Let $F$ be an irreducible polynomial in $k[x,y]$ with $k$ an algebraically closed field, and $P=(0,0)$ a zero of the polynomial. Let $(\mathcal O_P(F),\mathfrak m)$ be the local ring at $P$, and let $m_P$ be the multiplicity of the curve defined by $F$ at $P$. Show that $\dim_k(\mathfrak m^n / \mathfrak m^{n+1})=n+1$ whenever $0\leq n<m_P$.
For reference, this is exercise 3.13 from Fulton's Algebraic Curves.

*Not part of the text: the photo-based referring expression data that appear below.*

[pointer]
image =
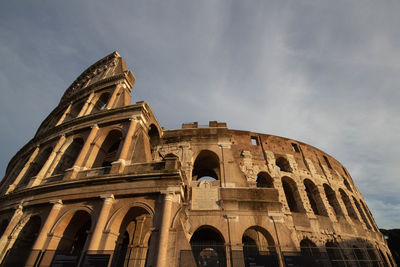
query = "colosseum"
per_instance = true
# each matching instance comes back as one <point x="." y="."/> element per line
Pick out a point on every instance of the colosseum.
<point x="103" y="184"/>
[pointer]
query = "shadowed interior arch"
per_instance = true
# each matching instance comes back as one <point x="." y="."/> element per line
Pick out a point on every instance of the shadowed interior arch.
<point x="206" y="165"/>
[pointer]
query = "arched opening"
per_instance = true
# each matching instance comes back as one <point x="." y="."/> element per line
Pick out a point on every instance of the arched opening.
<point x="283" y="164"/>
<point x="75" y="234"/>
<point x="349" y="207"/>
<point x="360" y="256"/>
<point x="264" y="180"/>
<point x="36" y="165"/>
<point x="258" y="247"/>
<point x="3" y="226"/>
<point x="335" y="254"/>
<point x="361" y="213"/>
<point x="133" y="240"/>
<point x="310" y="253"/>
<point x="346" y="183"/>
<point x="208" y="247"/>
<point x="292" y="195"/>
<point x="101" y="102"/>
<point x="154" y="136"/>
<point x="314" y="198"/>
<point x="68" y="158"/>
<point x="373" y="256"/>
<point x="368" y="215"/>
<point x="333" y="202"/>
<point x="19" y="253"/>
<point x="206" y="166"/>
<point x="108" y="151"/>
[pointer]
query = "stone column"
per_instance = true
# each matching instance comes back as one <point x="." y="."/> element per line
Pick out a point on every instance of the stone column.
<point x="113" y="97"/>
<point x="51" y="218"/>
<point x="65" y="114"/>
<point x="101" y="222"/>
<point x="84" y="152"/>
<point x="11" y="225"/>
<point x="38" y="179"/>
<point x="40" y="243"/>
<point x="164" y="231"/>
<point x="118" y="166"/>
<point x="23" y="171"/>
<point x="85" y="106"/>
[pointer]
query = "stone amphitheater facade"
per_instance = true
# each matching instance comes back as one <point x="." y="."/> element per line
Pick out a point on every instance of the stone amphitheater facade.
<point x="103" y="184"/>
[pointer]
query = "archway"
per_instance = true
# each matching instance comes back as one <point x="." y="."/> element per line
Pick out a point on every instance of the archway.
<point x="108" y="150"/>
<point x="208" y="247"/>
<point x="69" y="156"/>
<point x="310" y="254"/>
<point x="258" y="247"/>
<point x="19" y="253"/>
<point x="292" y="195"/>
<point x="332" y="200"/>
<point x="36" y="165"/>
<point x="133" y="240"/>
<point x="314" y="198"/>
<point x="264" y="180"/>
<point x="349" y="207"/>
<point x="206" y="166"/>
<point x="335" y="254"/>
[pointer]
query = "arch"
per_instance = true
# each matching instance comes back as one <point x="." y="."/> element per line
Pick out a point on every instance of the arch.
<point x="264" y="180"/>
<point x="360" y="256"/>
<point x="69" y="156"/>
<point x="292" y="195"/>
<point x="17" y="255"/>
<point x="206" y="165"/>
<point x="74" y="231"/>
<point x="36" y="165"/>
<point x="109" y="149"/>
<point x="208" y="247"/>
<point x="3" y="225"/>
<point x="258" y="244"/>
<point x="59" y="225"/>
<point x="154" y="136"/>
<point x="102" y="102"/>
<point x="371" y="219"/>
<point x="308" y="248"/>
<point x="116" y="219"/>
<point x="346" y="183"/>
<point x="314" y="198"/>
<point x="335" y="254"/>
<point x="134" y="231"/>
<point x="283" y="164"/>
<point x="361" y="213"/>
<point x="332" y="200"/>
<point x="349" y="207"/>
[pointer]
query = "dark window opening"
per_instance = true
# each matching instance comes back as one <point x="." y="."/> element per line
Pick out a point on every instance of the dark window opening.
<point x="283" y="164"/>
<point x="327" y="162"/>
<point x="208" y="248"/>
<point x="108" y="151"/>
<point x="292" y="195"/>
<point x="332" y="199"/>
<point x="295" y="148"/>
<point x="206" y="165"/>
<point x="254" y="140"/>
<point x="69" y="157"/>
<point x="264" y="180"/>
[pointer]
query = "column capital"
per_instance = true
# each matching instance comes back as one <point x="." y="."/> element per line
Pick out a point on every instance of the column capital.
<point x="56" y="202"/>
<point x="108" y="198"/>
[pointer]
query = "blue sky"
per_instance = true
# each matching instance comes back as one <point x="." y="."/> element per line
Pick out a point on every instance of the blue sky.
<point x="323" y="72"/>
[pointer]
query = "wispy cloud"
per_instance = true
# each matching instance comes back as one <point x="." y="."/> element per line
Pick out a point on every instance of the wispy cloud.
<point x="325" y="73"/>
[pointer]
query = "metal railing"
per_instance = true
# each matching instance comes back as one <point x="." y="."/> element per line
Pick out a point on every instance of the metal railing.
<point x="211" y="255"/>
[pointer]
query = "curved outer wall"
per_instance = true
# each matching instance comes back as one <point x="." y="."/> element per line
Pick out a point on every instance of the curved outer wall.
<point x="102" y="177"/>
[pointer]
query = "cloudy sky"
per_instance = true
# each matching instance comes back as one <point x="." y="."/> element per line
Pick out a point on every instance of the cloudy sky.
<point x="323" y="72"/>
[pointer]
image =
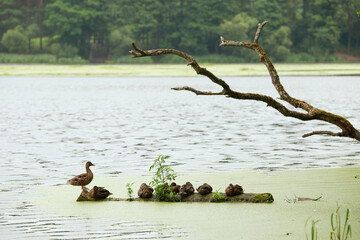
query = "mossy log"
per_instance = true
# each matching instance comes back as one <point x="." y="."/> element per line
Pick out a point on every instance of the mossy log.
<point x="196" y="197"/>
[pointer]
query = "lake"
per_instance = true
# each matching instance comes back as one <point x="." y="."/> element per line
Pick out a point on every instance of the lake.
<point x="50" y="126"/>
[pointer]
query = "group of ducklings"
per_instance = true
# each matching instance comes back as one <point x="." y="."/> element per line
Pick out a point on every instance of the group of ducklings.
<point x="145" y="191"/>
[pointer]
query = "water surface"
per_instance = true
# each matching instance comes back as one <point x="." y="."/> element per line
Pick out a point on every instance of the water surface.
<point x="50" y="126"/>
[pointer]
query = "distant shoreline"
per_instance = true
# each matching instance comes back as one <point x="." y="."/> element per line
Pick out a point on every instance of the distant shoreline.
<point x="179" y="70"/>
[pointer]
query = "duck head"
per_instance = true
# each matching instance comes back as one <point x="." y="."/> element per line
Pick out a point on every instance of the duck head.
<point x="88" y="164"/>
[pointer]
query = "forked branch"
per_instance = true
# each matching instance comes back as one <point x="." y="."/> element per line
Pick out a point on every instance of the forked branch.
<point x="311" y="113"/>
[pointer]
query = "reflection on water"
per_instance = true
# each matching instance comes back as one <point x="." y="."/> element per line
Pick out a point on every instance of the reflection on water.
<point x="51" y="126"/>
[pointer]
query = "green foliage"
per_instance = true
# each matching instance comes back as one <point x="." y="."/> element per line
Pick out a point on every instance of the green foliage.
<point x="14" y="41"/>
<point x="18" y="58"/>
<point x="120" y="41"/>
<point x="337" y="231"/>
<point x="130" y="191"/>
<point x="163" y="174"/>
<point x="32" y="31"/>
<point x="313" y="229"/>
<point x="218" y="197"/>
<point x="305" y="28"/>
<point x="162" y="178"/>
<point x="64" y="50"/>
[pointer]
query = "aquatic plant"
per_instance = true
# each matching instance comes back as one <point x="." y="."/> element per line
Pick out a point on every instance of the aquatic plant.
<point x="337" y="232"/>
<point x="313" y="230"/>
<point x="130" y="191"/>
<point x="162" y="178"/>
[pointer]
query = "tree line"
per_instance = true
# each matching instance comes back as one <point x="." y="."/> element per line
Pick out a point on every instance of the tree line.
<point x="300" y="30"/>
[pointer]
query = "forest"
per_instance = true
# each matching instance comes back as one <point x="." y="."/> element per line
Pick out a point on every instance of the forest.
<point x="79" y="31"/>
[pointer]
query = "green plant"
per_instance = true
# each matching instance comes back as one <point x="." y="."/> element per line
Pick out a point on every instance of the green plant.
<point x="313" y="230"/>
<point x="162" y="178"/>
<point x="14" y="41"/>
<point x="218" y="197"/>
<point x="337" y="232"/>
<point x="130" y="191"/>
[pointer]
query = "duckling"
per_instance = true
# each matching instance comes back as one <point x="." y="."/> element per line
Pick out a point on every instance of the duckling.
<point x="84" y="178"/>
<point x="99" y="193"/>
<point x="232" y="190"/>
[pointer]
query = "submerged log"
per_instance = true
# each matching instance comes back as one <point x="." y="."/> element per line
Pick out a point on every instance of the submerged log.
<point x="95" y="194"/>
<point x="197" y="197"/>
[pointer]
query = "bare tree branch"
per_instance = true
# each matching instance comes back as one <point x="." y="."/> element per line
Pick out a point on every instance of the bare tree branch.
<point x="311" y="113"/>
<point x="340" y="134"/>
<point x="197" y="92"/>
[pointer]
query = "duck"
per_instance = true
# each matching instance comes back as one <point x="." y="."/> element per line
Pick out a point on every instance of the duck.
<point x="84" y="178"/>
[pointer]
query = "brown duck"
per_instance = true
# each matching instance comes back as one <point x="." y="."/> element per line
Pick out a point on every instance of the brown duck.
<point x="84" y="178"/>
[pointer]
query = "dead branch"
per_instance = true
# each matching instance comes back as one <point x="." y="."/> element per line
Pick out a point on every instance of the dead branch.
<point x="311" y="113"/>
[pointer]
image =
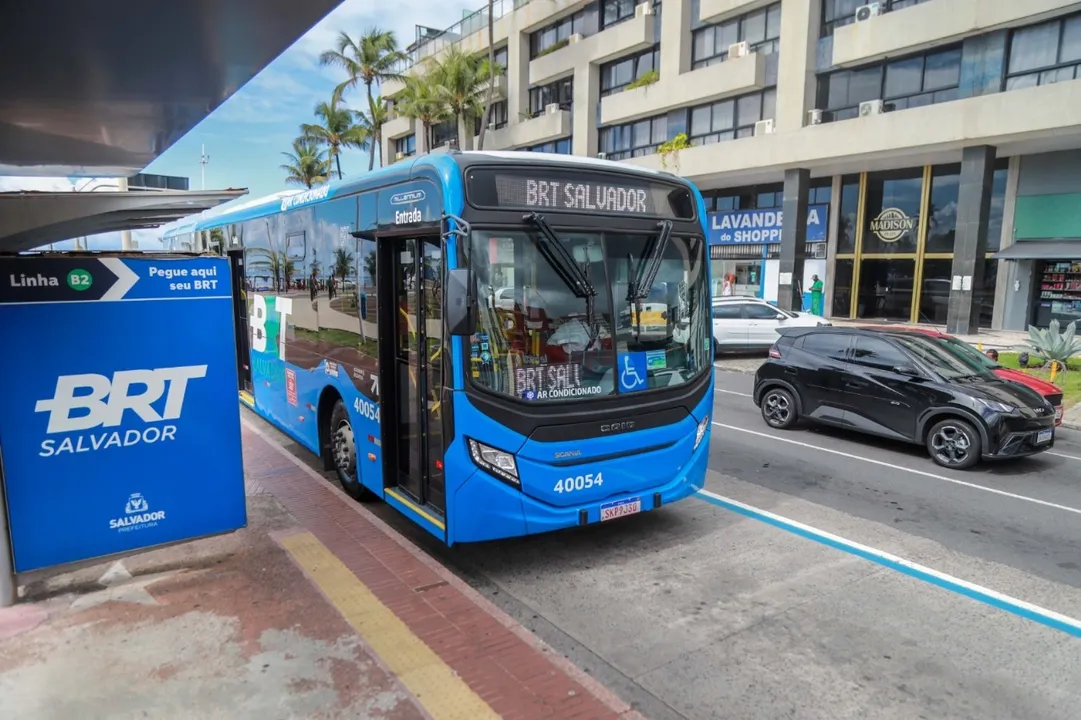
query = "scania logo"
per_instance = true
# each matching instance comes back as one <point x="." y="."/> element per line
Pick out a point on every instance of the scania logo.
<point x="892" y="224"/>
<point x="406" y="198"/>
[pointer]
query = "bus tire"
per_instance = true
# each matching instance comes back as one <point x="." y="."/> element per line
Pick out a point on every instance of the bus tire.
<point x="343" y="449"/>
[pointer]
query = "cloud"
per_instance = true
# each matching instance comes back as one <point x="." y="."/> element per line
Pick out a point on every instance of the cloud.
<point x="15" y="184"/>
<point x="356" y="16"/>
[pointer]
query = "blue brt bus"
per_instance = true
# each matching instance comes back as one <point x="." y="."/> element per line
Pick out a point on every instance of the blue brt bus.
<point x="496" y="344"/>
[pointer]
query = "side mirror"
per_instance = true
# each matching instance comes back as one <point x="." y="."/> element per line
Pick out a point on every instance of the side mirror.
<point x="458" y="310"/>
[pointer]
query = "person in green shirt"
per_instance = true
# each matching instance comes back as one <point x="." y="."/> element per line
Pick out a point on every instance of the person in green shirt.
<point x="816" y="289"/>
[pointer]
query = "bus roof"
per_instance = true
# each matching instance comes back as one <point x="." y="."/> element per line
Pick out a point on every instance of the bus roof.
<point x="440" y="163"/>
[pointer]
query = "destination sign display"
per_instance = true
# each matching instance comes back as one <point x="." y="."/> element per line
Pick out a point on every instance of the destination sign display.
<point x="581" y="191"/>
<point x="552" y="382"/>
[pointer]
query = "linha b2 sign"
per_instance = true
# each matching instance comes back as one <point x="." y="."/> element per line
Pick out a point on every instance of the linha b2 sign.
<point x="762" y="226"/>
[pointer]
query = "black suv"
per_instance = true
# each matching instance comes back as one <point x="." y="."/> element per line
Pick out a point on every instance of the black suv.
<point x="902" y="386"/>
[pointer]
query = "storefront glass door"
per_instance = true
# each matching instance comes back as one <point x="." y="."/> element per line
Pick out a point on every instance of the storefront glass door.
<point x="885" y="289"/>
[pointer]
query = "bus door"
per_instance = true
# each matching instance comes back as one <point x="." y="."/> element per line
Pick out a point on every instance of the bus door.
<point x="412" y="417"/>
<point x="240" y="319"/>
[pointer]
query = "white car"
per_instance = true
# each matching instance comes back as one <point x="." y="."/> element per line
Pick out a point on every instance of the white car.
<point x="748" y="323"/>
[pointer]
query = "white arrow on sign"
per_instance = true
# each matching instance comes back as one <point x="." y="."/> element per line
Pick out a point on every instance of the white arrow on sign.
<point x="125" y="278"/>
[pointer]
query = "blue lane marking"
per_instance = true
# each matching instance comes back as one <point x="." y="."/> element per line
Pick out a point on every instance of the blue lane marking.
<point x="1045" y="617"/>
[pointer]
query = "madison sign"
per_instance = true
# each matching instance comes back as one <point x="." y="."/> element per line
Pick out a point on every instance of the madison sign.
<point x="892" y="225"/>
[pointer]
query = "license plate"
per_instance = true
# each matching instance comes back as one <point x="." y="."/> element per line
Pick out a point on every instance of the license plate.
<point x="621" y="508"/>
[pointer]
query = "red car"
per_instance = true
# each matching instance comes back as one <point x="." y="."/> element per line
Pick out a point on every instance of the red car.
<point x="1052" y="392"/>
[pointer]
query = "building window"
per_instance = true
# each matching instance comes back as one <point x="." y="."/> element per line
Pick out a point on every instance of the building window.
<point x="850" y="209"/>
<point x="730" y="119"/>
<point x="614" y="12"/>
<point x="1044" y="54"/>
<point x="617" y="75"/>
<point x="496" y="120"/>
<point x="925" y="79"/>
<point x="561" y="146"/>
<point x="405" y="146"/>
<point x="760" y="30"/>
<point x="838" y="13"/>
<point x="556" y="36"/>
<point x="634" y="140"/>
<point x="443" y="133"/>
<point x="560" y="93"/>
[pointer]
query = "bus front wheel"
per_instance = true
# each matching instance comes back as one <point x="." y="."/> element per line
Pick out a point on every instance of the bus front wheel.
<point x="344" y="453"/>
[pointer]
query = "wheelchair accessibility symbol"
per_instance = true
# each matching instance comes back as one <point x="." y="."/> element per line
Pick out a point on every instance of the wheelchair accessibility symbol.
<point x="631" y="372"/>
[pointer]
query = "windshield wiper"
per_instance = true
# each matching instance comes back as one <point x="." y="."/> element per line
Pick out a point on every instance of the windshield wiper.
<point x="650" y="264"/>
<point x="563" y="263"/>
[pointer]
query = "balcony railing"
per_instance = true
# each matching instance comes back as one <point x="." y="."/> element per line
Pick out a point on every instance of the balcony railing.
<point x="427" y="45"/>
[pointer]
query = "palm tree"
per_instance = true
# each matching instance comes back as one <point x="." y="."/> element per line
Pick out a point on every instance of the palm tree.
<point x="371" y="58"/>
<point x="495" y="71"/>
<point x="343" y="264"/>
<point x="378" y="117"/>
<point x="461" y="78"/>
<point x="370" y="266"/>
<point x="423" y="101"/>
<point x="307" y="163"/>
<point x="339" y="128"/>
<point x="275" y="264"/>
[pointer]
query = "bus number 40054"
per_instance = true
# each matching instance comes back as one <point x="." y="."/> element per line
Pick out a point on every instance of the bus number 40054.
<point x="365" y="409"/>
<point x="579" y="482"/>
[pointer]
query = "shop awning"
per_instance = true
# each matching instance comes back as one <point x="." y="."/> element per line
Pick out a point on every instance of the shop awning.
<point x="1041" y="250"/>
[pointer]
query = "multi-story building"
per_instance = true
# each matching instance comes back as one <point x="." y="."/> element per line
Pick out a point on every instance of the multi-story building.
<point x="934" y="146"/>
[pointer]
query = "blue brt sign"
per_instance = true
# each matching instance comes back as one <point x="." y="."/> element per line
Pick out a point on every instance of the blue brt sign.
<point x="119" y="427"/>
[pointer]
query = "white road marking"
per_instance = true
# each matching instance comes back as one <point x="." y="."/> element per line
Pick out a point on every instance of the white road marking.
<point x="743" y="395"/>
<point x="993" y="598"/>
<point x="748" y="395"/>
<point x="933" y="476"/>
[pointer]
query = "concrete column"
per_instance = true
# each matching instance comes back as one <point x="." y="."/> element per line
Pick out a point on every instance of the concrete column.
<point x="793" y="237"/>
<point x="518" y="72"/>
<point x="9" y="590"/>
<point x="973" y="211"/>
<point x="676" y="43"/>
<point x="1003" y="294"/>
<point x="833" y="231"/>
<point x="125" y="236"/>
<point x="796" y="77"/>
<point x="587" y="95"/>
<point x="421" y="138"/>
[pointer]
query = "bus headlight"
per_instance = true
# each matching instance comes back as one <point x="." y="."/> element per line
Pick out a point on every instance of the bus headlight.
<point x="496" y="462"/>
<point x="703" y="426"/>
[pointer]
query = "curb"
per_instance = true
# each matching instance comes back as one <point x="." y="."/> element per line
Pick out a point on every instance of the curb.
<point x="606" y="697"/>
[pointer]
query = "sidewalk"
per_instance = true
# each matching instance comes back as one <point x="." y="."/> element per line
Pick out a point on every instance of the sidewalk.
<point x="998" y="340"/>
<point x="316" y="610"/>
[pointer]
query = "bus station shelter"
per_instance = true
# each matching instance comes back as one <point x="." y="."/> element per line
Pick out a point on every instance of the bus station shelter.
<point x="101" y="90"/>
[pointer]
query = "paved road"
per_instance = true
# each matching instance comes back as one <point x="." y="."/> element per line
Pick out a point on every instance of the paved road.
<point x="779" y="596"/>
<point x="897" y="484"/>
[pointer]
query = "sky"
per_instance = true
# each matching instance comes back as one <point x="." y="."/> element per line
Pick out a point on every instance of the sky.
<point x="245" y="135"/>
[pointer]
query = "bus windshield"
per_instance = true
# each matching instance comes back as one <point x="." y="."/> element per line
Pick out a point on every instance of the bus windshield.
<point x="536" y="338"/>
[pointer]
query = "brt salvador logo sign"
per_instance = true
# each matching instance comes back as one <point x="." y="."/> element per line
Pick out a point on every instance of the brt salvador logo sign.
<point x="892" y="225"/>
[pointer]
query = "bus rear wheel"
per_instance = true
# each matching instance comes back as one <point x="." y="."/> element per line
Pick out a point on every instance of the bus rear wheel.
<point x="344" y="453"/>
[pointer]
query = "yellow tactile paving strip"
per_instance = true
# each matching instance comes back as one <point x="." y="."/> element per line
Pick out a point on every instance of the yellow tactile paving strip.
<point x="435" y="685"/>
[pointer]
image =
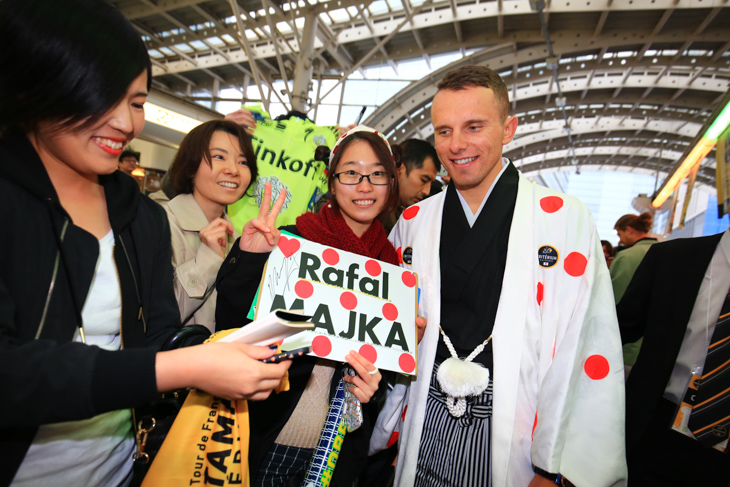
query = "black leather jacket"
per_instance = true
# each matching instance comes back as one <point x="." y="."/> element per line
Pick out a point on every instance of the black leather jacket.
<point x="46" y="268"/>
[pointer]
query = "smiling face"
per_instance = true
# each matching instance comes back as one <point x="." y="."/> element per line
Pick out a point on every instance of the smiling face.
<point x="92" y="151"/>
<point x="415" y="185"/>
<point x="225" y="179"/>
<point x="469" y="134"/>
<point x="128" y="164"/>
<point x="360" y="203"/>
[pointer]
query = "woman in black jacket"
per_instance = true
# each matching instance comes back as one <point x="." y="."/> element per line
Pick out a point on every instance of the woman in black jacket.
<point x="86" y="296"/>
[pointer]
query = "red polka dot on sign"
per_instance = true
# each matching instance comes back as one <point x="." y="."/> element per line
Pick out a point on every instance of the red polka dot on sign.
<point x="393" y="439"/>
<point x="575" y="264"/>
<point x="330" y="256"/>
<point x="409" y="279"/>
<point x="348" y="300"/>
<point x="372" y="267"/>
<point x="390" y="312"/>
<point x="596" y="367"/>
<point x="304" y="289"/>
<point x="407" y="363"/>
<point x="321" y="346"/>
<point x="551" y="204"/>
<point x="369" y="353"/>
<point x="411" y="212"/>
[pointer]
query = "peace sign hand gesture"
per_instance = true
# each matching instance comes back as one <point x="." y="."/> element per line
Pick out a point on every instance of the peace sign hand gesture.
<point x="260" y="234"/>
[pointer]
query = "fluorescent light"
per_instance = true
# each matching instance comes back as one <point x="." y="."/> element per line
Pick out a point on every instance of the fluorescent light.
<point x="168" y="118"/>
<point x="699" y="152"/>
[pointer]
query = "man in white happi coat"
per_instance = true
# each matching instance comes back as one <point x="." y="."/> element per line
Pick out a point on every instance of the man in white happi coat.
<point x="511" y="277"/>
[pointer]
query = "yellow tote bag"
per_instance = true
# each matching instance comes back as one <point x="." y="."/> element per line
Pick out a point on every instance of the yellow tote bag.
<point x="207" y="445"/>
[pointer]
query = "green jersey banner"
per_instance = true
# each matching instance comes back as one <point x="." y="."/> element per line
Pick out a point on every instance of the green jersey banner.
<point x="285" y="157"/>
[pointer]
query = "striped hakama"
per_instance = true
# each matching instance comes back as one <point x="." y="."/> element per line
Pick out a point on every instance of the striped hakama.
<point x="455" y="452"/>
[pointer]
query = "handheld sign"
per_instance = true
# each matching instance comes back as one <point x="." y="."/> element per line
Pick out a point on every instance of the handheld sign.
<point x="356" y="303"/>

I tried doing an induction: the case $n=0$ is easy. For the induction step, I tried replicating the Theorem 2 from earlier in the chapter:
There is a short exact sequence $$\mathfrak m^n / \mathfrak m^{n+1}\to\mathcal O_P(F) /\mathfrak m^{n+1}\to \mathcal O_P(F)/\mathfrak m^n$$
From which we get that $\dim_k(\mathfrak m^n/\mathfrak m^{n+1})=\dim_k(\mathcal O_P(F)/\mathfrak m^{n+1})-\dim_k(\mathcal O_P(F)/\mathfrak m^n)$. We can compute the latter term using the induction hypothesis, so I need to find $\dim_k(\mathcal O_P(F)/\mathfrak m^{n+1})$. Fulton uses the following series of identifications: Let $I=(x,y)$ be an ideal. Then we have that $\mathfrak m^n=I^n\mathcal O_P(F)$, so that:
$$\mathcal O_P(F)/\mathfrak m^{n+1}\cong \mathcal O_P(F)/I^{n+1}\mathcal O_P(F)\cong \mathcal O_P(\mathbb A^2)/(F,I^{n+1})\mathcal O_P(\mathbb A^2)\cong k[x,y]/(F,I^{n+1})$$
(This skips a lot of detail, but it is all justified). But now, I am having trouble computing the dimension of the latter term. In the book, Fulton uses the fact that $n\geq m_P$ to create a short exact sequence, but here it doesn't seem to work.
Best Answer
$F$ has multiplicity $m_P$ at $P$, so $F\in I^{m_P}$ and hence $(F,I^{n+1})=I^{n+1}$ for $n<m_P$. This immediately gives $\dim_k\mathfrak{m}^n/\mathfrak{m}^{n+1}=n+1$.